GIPHY Gets Tagged by K-Nearest Neighbors
October 16, 2019 by
When a brand new GIF gets uploaded onto GIPHY.com, there’s usually not a lot of data associated with it to make sure that it’s discoverable via search. While we do rely on machine learning for tag generation, we also allow uploading users and GIPHY’s content team to manually add “tags”, which are keywords that help ensure good content is easy to find. However, how does one decide on the most effective tags?
Tagging can be a fairly laborious and semantic process. Additionally, some GIFs aren’t as straightforward to tag as others which makes the process even more time consuming.
What if there was a way to suggest tags to a GIF using underlying data? Not only would automating the process save time, it would also increase the likelihood that every GIF would appear in relevant search results. To test this idea, I built a service called GIPHY Tagz, which recommends tags to a GIF based on its metadata and a K-Nearest Neighbor model.
What is K-Nearest Neighbor Algorithm?
K-Nearest Neighbor (KNN) is a machine learning algorithm that classifies unlabeled data based on labeled data given to the model. For example, the model can be trained to recognize that GIFs with hand waving motions have been previously tagged with “hello”. Therefore, the model should tag “hello” for new GIFs with hand waving motion.
To determine which GIFs have hand waving motions (or other features), we use Google Cloud Vision, which detects features in images. In addition to the feature list, GCV data includes a “confidence score” for each feature which conveys how confident the model is that the image contains that feature.
In this simplified model, the X- and Y-Axes are the confidence values for two features. In a real KNN model, there would be one dimension for each GCV feature. The trained KNN model can take a new GIF and find the K most similar GIFs based on feature similarity, and recommend tags of those GIFs.

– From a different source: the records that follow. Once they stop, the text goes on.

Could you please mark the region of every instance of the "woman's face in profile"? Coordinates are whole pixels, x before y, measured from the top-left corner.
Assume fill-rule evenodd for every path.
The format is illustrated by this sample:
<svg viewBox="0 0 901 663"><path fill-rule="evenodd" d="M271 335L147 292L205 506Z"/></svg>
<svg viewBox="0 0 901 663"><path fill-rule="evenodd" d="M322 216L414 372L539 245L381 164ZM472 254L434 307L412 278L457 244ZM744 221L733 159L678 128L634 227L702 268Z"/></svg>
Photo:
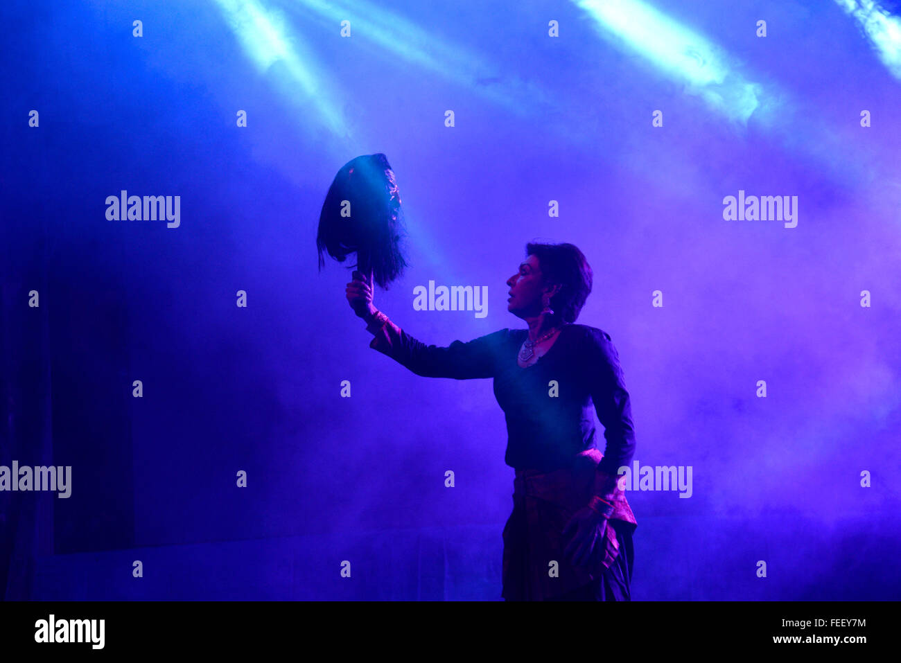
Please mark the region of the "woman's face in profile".
<svg viewBox="0 0 901 663"><path fill-rule="evenodd" d="M519 271L507 279L510 298L507 311L517 317L538 315L543 308L542 294L543 277L538 257L532 255L519 266Z"/></svg>

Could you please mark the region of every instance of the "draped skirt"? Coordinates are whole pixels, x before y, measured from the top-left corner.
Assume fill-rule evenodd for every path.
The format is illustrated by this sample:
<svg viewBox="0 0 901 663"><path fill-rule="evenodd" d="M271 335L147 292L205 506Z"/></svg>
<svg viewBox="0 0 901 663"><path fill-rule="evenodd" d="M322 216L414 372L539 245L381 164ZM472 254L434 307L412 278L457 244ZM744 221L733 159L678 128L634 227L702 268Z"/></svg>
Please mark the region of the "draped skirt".
<svg viewBox="0 0 901 663"><path fill-rule="evenodd" d="M517 470L514 509L504 528L503 596L507 601L629 601L637 522L619 493L603 546L591 565L569 563L563 537L573 513L586 506L603 455L588 450L571 468L542 473Z"/></svg>

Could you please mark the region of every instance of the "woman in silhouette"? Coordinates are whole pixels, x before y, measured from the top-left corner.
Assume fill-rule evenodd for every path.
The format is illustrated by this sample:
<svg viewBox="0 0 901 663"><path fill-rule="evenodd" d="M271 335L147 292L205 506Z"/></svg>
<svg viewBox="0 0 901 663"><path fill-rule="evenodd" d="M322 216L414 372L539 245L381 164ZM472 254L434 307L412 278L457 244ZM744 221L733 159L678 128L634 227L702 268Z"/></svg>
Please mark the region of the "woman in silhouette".
<svg viewBox="0 0 901 663"><path fill-rule="evenodd" d="M508 601L628 601L635 517L617 470L635 449L629 393L610 336L577 324L592 271L572 244L526 245L510 278L507 310L528 325L448 347L425 345L372 304L359 271L347 299L367 322L369 347L419 376L494 378L516 470L504 528ZM604 425L596 449L592 409Z"/></svg>

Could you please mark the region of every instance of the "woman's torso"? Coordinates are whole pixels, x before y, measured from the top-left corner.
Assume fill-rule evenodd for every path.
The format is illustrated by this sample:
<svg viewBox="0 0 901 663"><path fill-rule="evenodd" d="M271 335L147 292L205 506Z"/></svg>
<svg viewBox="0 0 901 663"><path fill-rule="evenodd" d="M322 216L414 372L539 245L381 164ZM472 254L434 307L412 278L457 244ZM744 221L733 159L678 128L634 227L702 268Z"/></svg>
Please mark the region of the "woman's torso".
<svg viewBox="0 0 901 663"><path fill-rule="evenodd" d="M499 349L494 393L506 419L510 467L552 471L596 447L589 330L566 325L525 368L517 358L528 330L508 330Z"/></svg>

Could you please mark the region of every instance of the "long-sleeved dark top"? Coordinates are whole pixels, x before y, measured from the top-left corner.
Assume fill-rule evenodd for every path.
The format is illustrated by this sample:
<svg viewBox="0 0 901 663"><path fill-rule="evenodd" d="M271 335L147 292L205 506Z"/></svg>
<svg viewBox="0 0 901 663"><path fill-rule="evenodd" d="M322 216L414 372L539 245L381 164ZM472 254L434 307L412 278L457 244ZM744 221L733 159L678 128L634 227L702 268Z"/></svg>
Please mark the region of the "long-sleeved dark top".
<svg viewBox="0 0 901 663"><path fill-rule="evenodd" d="M551 349L525 368L516 356L528 330L502 329L441 348L425 345L390 320L368 329L375 334L370 348L416 375L493 377L495 397L506 418L505 460L515 469L552 471L567 467L580 451L596 448L592 407L606 440L598 472L615 477L632 460L635 432L629 392L616 349L600 329L564 326Z"/></svg>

Training and Testing the Model
As with other machine learning models, before we can use the KNN model, we need to train it with a set of training data. For GIPHY Tagz, I created a training set by starting with a list of the top 300 tags/search queries on GIPHY. I used this list to write a SQL query that looked through GIPHY’s Amazon Redshift database to select the top 10 GIFs that perform well for each search term based on click through rate difference. After fetching the metadata for each GIF, I dumped the metadata into a huge JSON file which was used for features and confidence scores.
Fortunately, there is a Python’s Scikit-Learn library that implemented K-Nearest Neighbors. The training data was in the form of a sparse matrix where the rows are GIF ids, the columns are features, and the values are the confidence scores. I loaded the training data into the KNN model and was ready to test it.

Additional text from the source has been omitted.